- Born: 27 December 1903 Berlin, German Empire
- Died: 20 October 1974 (aged 70) West Berlin, West Germany
- Occupations: Director Actor
- Years active: 1932–1972

= Hans Hinrich =

German actor and film director

Hans Hinrich (27 November 1903 – 20 October 1974) was a German film director and actor. He initially worked in Germany but later also worked in Italy where he was usually credited as Giovanni Hinrich.

Hinrich was a noted theatre director, before moving into film directing in 1932. Hinrich was of Jewish heritage but he converted to Catholicism. While he was initially granted permission to continue working following the Nazi takeover of Germany, he found it increasingly difficult and moved to Italy following the production of Freight from Baltimore (1938). During the Fascist era he made several films such as the historical Lucrezia Borgia (1940). When Hinrich was threatened with dismissal from the 1941 film Il vetturale del San Gottardo, several of his actors including Osvaldo Valenti secured a reversal of the decision by protesting their support for him.
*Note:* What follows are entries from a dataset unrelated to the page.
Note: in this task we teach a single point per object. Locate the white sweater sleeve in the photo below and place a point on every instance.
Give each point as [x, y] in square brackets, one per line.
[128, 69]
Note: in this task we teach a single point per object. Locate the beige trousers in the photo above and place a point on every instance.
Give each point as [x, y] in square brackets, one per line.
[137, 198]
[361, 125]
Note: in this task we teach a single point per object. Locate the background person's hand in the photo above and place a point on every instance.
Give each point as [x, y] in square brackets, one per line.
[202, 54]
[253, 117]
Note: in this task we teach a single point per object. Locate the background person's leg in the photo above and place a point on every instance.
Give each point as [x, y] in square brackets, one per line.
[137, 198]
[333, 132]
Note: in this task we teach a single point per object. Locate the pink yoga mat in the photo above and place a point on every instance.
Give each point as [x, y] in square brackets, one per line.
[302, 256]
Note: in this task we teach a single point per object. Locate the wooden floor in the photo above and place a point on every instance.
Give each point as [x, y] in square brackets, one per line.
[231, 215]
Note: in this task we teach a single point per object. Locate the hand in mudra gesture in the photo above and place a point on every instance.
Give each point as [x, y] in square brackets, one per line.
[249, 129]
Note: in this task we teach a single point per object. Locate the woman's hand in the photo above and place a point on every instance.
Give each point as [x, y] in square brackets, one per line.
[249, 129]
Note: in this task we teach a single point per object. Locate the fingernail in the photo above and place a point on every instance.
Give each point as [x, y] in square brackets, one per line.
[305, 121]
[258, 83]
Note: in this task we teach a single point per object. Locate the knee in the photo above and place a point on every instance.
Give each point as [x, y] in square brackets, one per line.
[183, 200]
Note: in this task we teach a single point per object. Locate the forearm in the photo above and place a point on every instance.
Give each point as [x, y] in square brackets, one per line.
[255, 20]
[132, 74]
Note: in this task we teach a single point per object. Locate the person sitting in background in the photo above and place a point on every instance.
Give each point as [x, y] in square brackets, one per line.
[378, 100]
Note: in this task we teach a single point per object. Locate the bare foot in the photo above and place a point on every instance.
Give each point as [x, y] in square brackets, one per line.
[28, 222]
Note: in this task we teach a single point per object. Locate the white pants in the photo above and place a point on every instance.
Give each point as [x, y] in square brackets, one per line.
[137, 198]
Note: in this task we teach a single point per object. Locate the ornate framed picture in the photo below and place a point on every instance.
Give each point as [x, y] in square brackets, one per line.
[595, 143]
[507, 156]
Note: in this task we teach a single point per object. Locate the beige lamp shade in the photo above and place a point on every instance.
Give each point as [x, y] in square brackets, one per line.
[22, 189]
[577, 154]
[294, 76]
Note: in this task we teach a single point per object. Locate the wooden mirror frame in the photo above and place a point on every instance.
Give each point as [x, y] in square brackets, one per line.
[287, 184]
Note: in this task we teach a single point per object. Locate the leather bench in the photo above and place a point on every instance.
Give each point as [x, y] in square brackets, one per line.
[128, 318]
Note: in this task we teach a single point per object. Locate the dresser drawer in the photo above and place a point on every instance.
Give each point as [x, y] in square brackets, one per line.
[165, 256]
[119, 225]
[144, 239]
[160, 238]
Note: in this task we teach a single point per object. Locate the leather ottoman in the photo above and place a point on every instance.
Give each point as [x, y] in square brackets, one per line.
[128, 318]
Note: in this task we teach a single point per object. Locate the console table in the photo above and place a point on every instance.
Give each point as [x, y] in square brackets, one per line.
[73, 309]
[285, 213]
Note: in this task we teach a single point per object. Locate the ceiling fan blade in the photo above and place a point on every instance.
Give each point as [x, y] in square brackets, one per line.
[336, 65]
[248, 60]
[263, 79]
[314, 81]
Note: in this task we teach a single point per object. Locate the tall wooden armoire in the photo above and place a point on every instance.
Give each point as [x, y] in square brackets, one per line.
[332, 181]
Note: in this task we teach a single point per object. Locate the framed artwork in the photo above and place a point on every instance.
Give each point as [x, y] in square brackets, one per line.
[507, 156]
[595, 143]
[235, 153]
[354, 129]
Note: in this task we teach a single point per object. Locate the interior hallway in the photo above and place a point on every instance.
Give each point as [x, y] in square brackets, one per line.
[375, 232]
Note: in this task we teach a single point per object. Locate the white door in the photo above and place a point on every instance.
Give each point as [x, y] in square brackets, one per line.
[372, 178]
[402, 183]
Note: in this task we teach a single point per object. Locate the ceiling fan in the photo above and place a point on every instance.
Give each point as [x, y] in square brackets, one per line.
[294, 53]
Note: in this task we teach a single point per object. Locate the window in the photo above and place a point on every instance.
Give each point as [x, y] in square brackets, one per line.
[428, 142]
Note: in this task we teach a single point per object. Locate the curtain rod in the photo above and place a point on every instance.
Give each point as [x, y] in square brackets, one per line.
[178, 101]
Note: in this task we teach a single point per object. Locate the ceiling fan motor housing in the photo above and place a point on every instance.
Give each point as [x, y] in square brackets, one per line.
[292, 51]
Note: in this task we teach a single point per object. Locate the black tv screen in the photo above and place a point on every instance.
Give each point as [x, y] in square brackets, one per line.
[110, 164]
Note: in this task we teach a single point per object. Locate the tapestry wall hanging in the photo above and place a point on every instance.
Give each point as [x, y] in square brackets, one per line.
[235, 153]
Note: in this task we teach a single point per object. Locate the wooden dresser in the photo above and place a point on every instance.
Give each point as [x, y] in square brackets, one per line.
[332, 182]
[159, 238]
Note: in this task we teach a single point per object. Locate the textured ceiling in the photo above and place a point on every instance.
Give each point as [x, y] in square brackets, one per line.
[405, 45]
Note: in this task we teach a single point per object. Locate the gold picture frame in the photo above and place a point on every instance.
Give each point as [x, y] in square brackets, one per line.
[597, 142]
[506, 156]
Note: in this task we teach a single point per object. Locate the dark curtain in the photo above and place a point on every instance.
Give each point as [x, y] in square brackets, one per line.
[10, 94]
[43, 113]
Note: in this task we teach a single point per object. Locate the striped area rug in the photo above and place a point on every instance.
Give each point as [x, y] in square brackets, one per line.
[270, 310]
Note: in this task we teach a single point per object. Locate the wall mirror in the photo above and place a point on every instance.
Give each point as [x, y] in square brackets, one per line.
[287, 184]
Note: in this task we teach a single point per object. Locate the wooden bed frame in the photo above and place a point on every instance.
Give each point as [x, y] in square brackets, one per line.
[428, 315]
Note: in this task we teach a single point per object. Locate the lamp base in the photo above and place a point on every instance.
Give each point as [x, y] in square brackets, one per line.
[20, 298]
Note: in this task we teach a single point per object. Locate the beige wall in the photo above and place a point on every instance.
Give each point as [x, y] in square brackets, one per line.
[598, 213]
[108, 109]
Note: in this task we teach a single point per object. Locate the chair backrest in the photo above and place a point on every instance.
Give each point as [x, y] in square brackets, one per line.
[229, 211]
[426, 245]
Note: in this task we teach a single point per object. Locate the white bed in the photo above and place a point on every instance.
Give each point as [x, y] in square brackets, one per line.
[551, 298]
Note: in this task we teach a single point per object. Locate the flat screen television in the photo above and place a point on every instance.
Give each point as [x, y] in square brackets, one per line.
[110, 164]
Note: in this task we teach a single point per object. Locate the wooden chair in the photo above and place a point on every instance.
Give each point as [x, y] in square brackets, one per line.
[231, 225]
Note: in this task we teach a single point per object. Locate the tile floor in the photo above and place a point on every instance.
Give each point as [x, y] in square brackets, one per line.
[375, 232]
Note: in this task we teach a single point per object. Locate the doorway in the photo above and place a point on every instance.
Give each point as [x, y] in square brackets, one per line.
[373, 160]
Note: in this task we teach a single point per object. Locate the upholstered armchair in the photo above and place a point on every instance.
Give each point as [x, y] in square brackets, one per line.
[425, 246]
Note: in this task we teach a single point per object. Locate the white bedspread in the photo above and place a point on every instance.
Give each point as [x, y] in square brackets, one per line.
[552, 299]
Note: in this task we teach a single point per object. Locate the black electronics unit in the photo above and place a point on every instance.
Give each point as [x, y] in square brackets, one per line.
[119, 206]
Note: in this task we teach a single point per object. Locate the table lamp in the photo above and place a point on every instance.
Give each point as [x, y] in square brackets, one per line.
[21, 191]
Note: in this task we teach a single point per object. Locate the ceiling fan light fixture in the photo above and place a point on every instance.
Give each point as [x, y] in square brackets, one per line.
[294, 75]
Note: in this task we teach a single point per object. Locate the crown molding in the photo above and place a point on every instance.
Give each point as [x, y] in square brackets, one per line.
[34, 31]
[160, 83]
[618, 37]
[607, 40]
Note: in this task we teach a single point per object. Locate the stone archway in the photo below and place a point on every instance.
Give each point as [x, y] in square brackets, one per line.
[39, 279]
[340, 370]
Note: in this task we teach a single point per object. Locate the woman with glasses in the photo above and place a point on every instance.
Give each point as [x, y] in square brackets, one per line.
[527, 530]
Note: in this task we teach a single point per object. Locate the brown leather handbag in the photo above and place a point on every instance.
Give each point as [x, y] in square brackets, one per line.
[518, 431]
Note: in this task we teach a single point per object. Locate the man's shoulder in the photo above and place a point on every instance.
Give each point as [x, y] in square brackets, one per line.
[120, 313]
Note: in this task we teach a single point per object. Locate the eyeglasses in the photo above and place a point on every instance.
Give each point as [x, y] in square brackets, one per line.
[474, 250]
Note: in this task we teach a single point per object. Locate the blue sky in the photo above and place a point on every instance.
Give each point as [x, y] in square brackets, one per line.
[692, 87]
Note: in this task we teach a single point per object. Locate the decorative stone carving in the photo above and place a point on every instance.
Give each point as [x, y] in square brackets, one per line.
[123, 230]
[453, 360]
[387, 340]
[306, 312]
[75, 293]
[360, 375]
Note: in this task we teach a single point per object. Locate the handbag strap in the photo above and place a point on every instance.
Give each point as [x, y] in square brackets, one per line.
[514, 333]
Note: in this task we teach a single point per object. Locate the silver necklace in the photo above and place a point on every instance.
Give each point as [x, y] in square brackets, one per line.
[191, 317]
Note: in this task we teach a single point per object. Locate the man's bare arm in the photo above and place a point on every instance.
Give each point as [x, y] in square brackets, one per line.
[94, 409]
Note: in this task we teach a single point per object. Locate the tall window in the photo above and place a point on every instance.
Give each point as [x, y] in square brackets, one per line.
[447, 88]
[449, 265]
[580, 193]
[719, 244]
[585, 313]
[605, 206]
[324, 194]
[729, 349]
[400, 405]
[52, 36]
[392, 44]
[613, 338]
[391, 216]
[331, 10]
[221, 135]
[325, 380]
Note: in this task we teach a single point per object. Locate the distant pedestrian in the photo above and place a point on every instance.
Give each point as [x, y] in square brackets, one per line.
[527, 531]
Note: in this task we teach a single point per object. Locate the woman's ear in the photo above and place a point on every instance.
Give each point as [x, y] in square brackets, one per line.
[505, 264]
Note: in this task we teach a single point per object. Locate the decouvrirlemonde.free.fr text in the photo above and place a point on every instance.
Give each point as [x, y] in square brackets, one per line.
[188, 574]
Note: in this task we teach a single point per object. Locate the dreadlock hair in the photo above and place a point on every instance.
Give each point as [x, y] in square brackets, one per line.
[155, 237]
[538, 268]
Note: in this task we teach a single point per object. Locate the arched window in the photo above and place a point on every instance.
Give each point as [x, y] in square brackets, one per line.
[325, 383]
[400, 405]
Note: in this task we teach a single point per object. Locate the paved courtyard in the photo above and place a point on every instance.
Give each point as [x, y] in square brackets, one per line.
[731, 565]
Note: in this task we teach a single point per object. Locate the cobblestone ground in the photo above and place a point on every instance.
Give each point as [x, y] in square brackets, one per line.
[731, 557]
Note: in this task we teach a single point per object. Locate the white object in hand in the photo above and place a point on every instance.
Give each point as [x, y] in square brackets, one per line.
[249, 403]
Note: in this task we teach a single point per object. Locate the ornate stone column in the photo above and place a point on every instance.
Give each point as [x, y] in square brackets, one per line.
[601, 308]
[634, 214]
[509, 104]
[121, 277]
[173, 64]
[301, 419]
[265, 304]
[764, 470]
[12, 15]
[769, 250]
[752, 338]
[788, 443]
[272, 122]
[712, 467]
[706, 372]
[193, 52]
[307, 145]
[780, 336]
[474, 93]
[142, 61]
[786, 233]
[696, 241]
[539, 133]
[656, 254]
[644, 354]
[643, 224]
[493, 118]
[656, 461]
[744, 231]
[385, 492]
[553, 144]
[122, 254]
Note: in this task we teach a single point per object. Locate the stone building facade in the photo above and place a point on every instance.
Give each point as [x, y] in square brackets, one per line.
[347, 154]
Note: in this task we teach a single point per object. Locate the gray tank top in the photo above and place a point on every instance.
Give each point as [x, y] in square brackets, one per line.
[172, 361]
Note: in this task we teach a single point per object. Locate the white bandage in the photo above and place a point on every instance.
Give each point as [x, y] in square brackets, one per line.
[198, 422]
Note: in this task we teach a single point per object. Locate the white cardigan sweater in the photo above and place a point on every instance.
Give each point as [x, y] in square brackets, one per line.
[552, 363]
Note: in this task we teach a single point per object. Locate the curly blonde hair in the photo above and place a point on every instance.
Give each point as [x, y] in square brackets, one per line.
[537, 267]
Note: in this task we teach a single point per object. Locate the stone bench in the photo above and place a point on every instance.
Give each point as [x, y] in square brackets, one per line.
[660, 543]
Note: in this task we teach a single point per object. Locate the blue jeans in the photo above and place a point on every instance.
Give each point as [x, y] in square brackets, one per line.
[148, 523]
After the war Hinrich moved from directing to acting. He made his on screen debut in the 1946 neorealist film Before Him All Rome Trembled and also appearing in Les Misérables (1948). He later returned to his native Germany.

==Filmography==
===Actor===
- Before Him All Rome Trembled (1946) - Ufficiale Tedesco
- Les Misérables (1948) - Javert
- Tempesta su Parigi (1948) - Javert
- L'ebreo errante (1948) - Dr. Albert Schuster
- Crossroads of Passion (1948) - Fischer
- The Mysterious Rider (1948) - Il grande inquisitore
- Fabíola (1949) - Judge / Inquisitor
- The Last Days of Pompeii (1950) - Burbo (uncredited)
- Towers of Silence (1952) - Colonel Souka
- Roman Holiday (1953) - Dr. Bonnachoven (uncredited)
- Phantom Caravan (1954) - Aumont
- Uomini ombra (1954) - Maurice
- Das Wunder des Malachias (1961)
- The Woman in White (1971, TV series)

===Director===
- The Victor (1932)
- Darling of the Sailors (1937)
- Triad (1938)
- Between the Parents (1938)
- Freight from Baltimore (1938)
- Lucrezia Borgia (1940)
- Mist on the Sea (1944)
- Conchita and the Engineer (1954)

==Bibliography==
- Lehman, Will & Grieb, Margit. Cultural Perspectives on Film, Literature, and Language. Universal-Publishers, 2010.
- Moudarres, Andrea & Purdy Moudarres, Christiana. New Worlds and the Italian Renaissance: Contributions to the History of European Intellectual Culture. BRILL, 2012.